In the above, i isWord symbol and entity sequence x r The ith element in (a)N is the number of characters in the sequence of tokens.
In this embodiment, in step S103, the linear classification layer performs linear classification to obtain a starting score S start Ending scoring s end And index internal scoring s mention The functional expression of (2) is:
in the above, s start (i) To predict the probability that position i will be the starting position of the knowledge point,for the attention-enhanced coded representation at position i, s end (j) Probability of ending position for predicted position j as knowledge point, +.>For the attention-enhanced coded representation at position j, s mention (k) Probability of predicting position k as an internal component of knowledge point, +.>For the attention-enhanced coded representation at position k, < >>And->Trainable network parameters for the linear classification layer; and when the decoding layer obtains the knowledge point labeling result, the calculation function expression of the probability of any region (i, j) is as follows:
in the above formula, p (i, j) represents the probability of the region (i, j), and σ represents a sigmoid function; if the probability of the region (i, j) is larger than the set value, judging that the region (i, j) is a knowledge point labeling region, and thus obtaining a knowledge point labeling result.

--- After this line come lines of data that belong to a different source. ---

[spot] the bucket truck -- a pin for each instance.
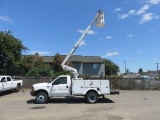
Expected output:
(64, 85)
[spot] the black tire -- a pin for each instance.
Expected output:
(92, 97)
(18, 88)
(41, 98)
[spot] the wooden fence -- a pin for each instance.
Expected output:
(119, 83)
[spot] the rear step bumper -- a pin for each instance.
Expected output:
(114, 92)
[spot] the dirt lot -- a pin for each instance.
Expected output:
(129, 105)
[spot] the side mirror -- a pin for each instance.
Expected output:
(3, 80)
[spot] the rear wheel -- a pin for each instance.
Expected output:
(92, 97)
(41, 98)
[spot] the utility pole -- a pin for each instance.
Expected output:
(125, 66)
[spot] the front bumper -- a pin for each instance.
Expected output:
(33, 93)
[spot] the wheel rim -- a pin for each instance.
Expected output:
(92, 98)
(41, 99)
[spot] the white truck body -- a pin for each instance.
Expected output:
(7, 83)
(64, 86)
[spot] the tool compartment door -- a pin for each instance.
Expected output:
(105, 89)
(77, 87)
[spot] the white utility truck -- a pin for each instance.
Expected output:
(64, 85)
(7, 83)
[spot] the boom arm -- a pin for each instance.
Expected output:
(100, 23)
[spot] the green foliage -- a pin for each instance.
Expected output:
(111, 68)
(11, 49)
(40, 70)
(36, 66)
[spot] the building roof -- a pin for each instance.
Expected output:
(74, 58)
(86, 59)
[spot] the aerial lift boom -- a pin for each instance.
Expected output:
(99, 23)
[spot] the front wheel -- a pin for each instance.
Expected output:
(41, 98)
(92, 97)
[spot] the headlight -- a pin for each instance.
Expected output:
(32, 88)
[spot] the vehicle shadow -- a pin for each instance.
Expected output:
(70, 100)
(6, 93)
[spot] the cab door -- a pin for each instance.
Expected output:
(60, 87)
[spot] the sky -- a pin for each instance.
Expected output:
(131, 35)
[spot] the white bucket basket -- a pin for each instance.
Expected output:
(100, 20)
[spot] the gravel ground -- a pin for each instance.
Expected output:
(129, 105)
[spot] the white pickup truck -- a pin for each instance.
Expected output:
(65, 86)
(7, 83)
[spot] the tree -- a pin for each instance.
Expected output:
(11, 49)
(140, 71)
(110, 68)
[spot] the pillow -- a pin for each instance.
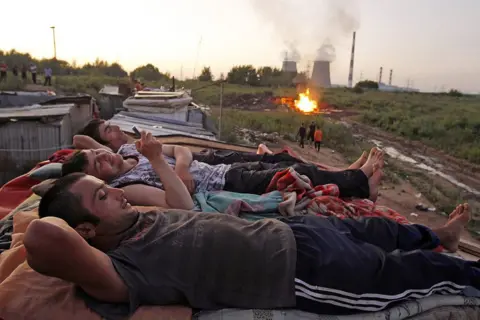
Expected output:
(43, 187)
(26, 294)
(48, 171)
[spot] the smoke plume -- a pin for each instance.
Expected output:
(310, 25)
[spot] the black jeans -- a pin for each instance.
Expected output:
(254, 177)
(214, 157)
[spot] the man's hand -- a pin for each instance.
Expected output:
(183, 173)
(149, 147)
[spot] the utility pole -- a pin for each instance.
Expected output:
(221, 111)
(54, 44)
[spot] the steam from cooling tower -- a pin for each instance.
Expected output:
(326, 52)
(310, 26)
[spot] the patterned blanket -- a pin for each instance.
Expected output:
(291, 194)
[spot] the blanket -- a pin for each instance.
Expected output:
(292, 194)
(26, 294)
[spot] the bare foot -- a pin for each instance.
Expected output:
(374, 182)
(449, 234)
(262, 149)
(360, 162)
(375, 156)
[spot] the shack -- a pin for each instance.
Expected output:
(32, 133)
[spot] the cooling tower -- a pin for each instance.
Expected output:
(352, 58)
(321, 74)
(289, 66)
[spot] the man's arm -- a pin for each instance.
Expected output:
(183, 156)
(143, 195)
(176, 193)
(85, 142)
(55, 249)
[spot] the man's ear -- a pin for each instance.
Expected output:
(86, 230)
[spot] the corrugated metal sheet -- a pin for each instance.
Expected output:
(35, 111)
(20, 99)
(25, 143)
(160, 128)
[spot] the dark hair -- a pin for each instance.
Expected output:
(77, 162)
(92, 130)
(59, 202)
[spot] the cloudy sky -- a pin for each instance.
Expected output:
(429, 43)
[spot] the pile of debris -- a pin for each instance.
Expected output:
(249, 101)
(255, 137)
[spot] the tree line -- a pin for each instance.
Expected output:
(241, 74)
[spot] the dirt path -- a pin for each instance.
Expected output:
(400, 196)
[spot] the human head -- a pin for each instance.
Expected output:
(100, 163)
(105, 133)
(87, 205)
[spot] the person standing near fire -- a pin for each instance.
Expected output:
(302, 132)
(311, 132)
(318, 136)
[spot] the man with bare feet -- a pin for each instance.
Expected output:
(89, 235)
(142, 178)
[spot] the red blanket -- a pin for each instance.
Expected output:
(17, 190)
(301, 197)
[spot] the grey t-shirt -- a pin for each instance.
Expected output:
(206, 177)
(203, 260)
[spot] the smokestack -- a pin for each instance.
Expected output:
(350, 73)
(289, 66)
(321, 74)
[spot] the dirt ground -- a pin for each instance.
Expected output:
(400, 196)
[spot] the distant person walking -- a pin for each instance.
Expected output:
(318, 139)
(3, 71)
(311, 132)
(302, 132)
(48, 76)
(15, 71)
(33, 71)
(24, 72)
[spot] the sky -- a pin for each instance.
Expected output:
(430, 44)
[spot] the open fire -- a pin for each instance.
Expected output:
(304, 103)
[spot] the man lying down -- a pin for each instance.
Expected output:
(147, 177)
(120, 259)
(101, 134)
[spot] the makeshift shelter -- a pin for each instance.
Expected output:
(31, 134)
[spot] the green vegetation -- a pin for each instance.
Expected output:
(447, 121)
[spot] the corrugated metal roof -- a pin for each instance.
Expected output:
(160, 127)
(37, 111)
(20, 99)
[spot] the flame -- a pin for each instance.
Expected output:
(305, 104)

Since the data set is much smaller in terms of both the number of sentences and average sentence length, and there is no entity encoding required for dictionary attention-based representation enhancement, the learning of entity discovery tasks by the model must be accomplished by first fine-tuning the task associated with entity discovery. As shown in fig. 3, the method of this embodiment designs a two-stage fine tuning manner to complete the training task. First, data preparation: the method comprises the steps of downloading a Chinese BERT pre-training model, finding and linking task public data sets by Chinese entities in advance, and arranging a knowledge point labeling data set for training course entity labeling. And a second step of: generic entity discovery and link fine-tuning: the method of the embodiment uses the general entity discovery and linking task to make the first fine tuning. The universal entity link sample is shown in fig. 4, and is a task of identifying and linking all entities in the hundred degrees encyclopedia range in the universal field webpage text, and is relatively close to the course entity labeling task in the text. Specific fine tuning procedures are described In ELQ literature (Li, belinda Z., sewon Min, srinivasan Iyer, yashr Mehdad, and Wen-tau YIh.2020, "efficiency One-Pass End-to-End Entity Linking for questions," In Proc. Of EMNLP, 6433-41.) the training procedure In this stage is not within the scope of the claimed invention. The fine tuning updates parameters of a context encoder, an entity encoder and a linear classifier. Third, course entity labeling training: parameters of a context encoder, an entity encoder and a linear classifier are reserved, parameters of a transducer layer are initialized randomly, and a knowledge point labeling data set training set is input for fine adjustment. And updating network parameters in each layer in the entity labeling model DsMOOC by using a back propagation algorithm, and obtaining the entity labeling model DsMOOC after training is completed.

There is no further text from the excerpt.